For the threat-model context behind why AI security needs purpose-built tooling, Prompt Injection Attacks — Making AI Do What It Shouldn’t walks through how prompt injection actually works at the model layer.

For the larger trend of AI-related vulnerabilities, Google Confirms First AI-Generated Zero-Day Exploit and Microsoft AI Discovers 16 Windows Zero-Days cover the offensive side of how AI is reshaping the vulnerability landscape.

For the adjacent identity-security gap that AI agents create (every agent is an identity, most of them non-human, most of them under-governed), Non-Human Identity Security — The 451 NHI Crisis in 2026 is the foundational read.

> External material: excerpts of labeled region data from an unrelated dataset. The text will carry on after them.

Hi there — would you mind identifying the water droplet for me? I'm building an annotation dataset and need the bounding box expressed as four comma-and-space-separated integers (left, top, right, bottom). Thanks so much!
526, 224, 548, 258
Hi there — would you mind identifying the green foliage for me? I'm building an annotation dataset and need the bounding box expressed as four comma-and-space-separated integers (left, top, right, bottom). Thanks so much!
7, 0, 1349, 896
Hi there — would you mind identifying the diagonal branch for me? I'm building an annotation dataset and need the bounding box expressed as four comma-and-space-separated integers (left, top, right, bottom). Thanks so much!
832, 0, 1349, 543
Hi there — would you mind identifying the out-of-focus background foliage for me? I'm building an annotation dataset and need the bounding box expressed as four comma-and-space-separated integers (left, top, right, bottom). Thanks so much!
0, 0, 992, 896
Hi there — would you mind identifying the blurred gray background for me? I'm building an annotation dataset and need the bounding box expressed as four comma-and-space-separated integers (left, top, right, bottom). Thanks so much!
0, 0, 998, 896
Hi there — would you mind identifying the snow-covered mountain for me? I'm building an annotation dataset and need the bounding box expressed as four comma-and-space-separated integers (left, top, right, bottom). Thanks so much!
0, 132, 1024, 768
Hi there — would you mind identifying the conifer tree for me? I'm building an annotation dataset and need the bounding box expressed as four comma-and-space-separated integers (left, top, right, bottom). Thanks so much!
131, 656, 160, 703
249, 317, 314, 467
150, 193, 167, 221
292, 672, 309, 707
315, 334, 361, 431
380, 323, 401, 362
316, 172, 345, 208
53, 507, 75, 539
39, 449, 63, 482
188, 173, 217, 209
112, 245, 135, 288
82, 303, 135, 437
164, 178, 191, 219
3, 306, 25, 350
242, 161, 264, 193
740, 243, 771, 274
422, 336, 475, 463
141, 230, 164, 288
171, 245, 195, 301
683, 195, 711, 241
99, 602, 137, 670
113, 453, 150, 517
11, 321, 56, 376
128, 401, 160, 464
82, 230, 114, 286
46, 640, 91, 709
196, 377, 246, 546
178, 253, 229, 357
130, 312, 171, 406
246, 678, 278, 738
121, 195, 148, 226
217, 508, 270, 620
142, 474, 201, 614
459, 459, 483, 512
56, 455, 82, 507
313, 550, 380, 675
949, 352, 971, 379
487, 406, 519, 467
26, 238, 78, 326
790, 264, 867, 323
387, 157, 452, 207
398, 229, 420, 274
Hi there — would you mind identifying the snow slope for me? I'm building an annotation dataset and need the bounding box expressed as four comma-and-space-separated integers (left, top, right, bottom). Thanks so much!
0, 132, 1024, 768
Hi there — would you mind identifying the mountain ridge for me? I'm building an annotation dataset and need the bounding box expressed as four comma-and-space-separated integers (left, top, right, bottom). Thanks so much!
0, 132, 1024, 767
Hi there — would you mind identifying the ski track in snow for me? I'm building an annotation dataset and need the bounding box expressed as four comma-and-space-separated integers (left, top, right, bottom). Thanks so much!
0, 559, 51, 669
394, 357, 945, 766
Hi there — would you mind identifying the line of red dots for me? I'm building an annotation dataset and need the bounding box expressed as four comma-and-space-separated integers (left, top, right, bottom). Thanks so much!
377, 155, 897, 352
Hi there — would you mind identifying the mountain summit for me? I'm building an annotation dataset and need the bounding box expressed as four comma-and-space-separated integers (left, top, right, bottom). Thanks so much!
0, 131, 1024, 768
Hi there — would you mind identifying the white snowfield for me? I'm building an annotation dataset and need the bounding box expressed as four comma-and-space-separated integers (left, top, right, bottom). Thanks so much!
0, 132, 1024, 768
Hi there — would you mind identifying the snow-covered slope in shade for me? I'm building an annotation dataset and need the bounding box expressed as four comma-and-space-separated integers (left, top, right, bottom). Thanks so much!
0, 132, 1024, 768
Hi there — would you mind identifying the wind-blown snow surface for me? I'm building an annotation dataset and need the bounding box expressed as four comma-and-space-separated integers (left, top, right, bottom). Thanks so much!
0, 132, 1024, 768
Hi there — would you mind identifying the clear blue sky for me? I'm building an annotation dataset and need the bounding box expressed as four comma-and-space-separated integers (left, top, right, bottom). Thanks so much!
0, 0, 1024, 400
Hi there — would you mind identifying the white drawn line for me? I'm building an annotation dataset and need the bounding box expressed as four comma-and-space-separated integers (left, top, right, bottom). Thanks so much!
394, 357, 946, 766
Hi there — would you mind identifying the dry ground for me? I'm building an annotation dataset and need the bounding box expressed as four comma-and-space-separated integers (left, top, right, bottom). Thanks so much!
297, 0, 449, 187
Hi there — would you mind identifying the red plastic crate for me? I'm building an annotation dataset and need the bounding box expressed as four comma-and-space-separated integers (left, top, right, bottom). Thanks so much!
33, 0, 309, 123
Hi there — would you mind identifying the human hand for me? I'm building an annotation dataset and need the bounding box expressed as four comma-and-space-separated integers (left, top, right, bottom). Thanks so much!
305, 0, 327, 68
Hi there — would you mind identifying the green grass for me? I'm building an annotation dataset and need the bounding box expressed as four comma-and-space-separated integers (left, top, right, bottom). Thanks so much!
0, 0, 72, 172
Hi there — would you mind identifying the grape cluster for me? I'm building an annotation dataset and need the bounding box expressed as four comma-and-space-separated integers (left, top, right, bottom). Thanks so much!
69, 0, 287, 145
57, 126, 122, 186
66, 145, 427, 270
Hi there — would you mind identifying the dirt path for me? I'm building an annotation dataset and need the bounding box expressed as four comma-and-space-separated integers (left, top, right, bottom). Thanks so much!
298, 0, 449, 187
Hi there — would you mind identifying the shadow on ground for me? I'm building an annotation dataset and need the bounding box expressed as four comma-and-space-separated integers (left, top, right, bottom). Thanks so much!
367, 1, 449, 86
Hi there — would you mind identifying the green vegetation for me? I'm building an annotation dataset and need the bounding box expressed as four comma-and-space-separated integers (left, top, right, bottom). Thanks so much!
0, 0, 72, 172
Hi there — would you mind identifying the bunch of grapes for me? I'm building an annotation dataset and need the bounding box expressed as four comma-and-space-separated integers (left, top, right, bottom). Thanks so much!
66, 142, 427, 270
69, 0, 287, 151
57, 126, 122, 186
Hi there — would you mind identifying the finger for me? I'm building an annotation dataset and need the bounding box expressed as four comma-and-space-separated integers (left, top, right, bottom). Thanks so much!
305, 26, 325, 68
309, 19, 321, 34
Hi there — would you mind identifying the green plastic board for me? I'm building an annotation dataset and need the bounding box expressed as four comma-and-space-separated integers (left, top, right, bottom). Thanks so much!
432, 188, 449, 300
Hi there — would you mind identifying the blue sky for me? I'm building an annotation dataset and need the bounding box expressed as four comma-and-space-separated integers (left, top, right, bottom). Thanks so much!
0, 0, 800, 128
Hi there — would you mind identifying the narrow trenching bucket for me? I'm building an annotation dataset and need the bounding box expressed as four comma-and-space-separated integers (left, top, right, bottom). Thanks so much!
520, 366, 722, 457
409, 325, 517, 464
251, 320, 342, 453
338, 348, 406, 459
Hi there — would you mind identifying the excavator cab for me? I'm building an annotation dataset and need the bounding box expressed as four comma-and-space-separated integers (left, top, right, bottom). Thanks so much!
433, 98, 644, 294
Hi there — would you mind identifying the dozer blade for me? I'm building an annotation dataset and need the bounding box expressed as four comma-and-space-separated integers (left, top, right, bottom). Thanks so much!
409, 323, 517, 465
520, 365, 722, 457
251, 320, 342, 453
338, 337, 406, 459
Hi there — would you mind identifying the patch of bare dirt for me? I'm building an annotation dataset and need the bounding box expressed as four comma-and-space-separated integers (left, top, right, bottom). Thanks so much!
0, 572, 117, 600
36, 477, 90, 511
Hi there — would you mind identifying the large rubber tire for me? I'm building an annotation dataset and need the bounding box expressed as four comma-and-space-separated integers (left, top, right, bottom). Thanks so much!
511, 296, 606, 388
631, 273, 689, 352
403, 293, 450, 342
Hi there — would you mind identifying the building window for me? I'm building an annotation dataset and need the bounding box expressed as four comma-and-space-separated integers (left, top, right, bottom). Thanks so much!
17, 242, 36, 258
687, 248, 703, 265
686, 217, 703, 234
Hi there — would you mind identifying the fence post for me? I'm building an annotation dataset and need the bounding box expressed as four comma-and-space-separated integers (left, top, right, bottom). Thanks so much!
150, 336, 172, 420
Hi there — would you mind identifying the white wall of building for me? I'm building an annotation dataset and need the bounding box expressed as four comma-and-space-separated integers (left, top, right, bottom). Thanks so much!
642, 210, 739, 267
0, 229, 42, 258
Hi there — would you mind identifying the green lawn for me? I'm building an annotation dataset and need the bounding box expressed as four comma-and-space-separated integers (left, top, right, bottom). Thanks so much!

And for the role itself — the SE/security engineer who increasingly has to translate between AI teams and security teams — The AI Security Engineer — The Job Nobody Knew Existed covers what that career path actually looks like in 2026.

My take, from the SE chair

Cisco AI Defense lands at the right time. AI adoption is moving faster than security can keep up, and the gap is the single biggest blocker to enterprise AI in every account conversation I have. The customers who say “we’re holding off on AI until we know how to secure it” are not being unreasonable — they’re being correctly cautious about a class of risk their existing stack doesn’t address.

The architectural choice that matters most is the closed loop. Most AI security products are either red-teaming tools or runtime guardrails — rarely both, almost never integrated. AI Defense being one product where validation findings directly become runtime policy is the difference between “we have AI security tools” and “we have an AI security program.”

If you’re standing up an AI security capability from zero and you’re already in the Cisco Security Cloud, this is the obvious starting point. If you’re not yet a Cisco customer, the question is whether the closed-loop architecture and the OWASP/ATLAS mapping outweigh whatever other ecosystem you’re already invested in. For most security organizations, the answer leans toward the integrated product because the alternative — managing 4–5 disconnected AI security tools — is exactly the operational debt the program is trying to avoid.

Internal note: this walkthrough summarizes capability and architecture from the public Cisco AI Defense User Guide (securitydocs.cisco.com/docs/ai-def) as of May 2026. Verify licensing tiers, entitlements, and feature availability with your Cisco account team before any customer commitment.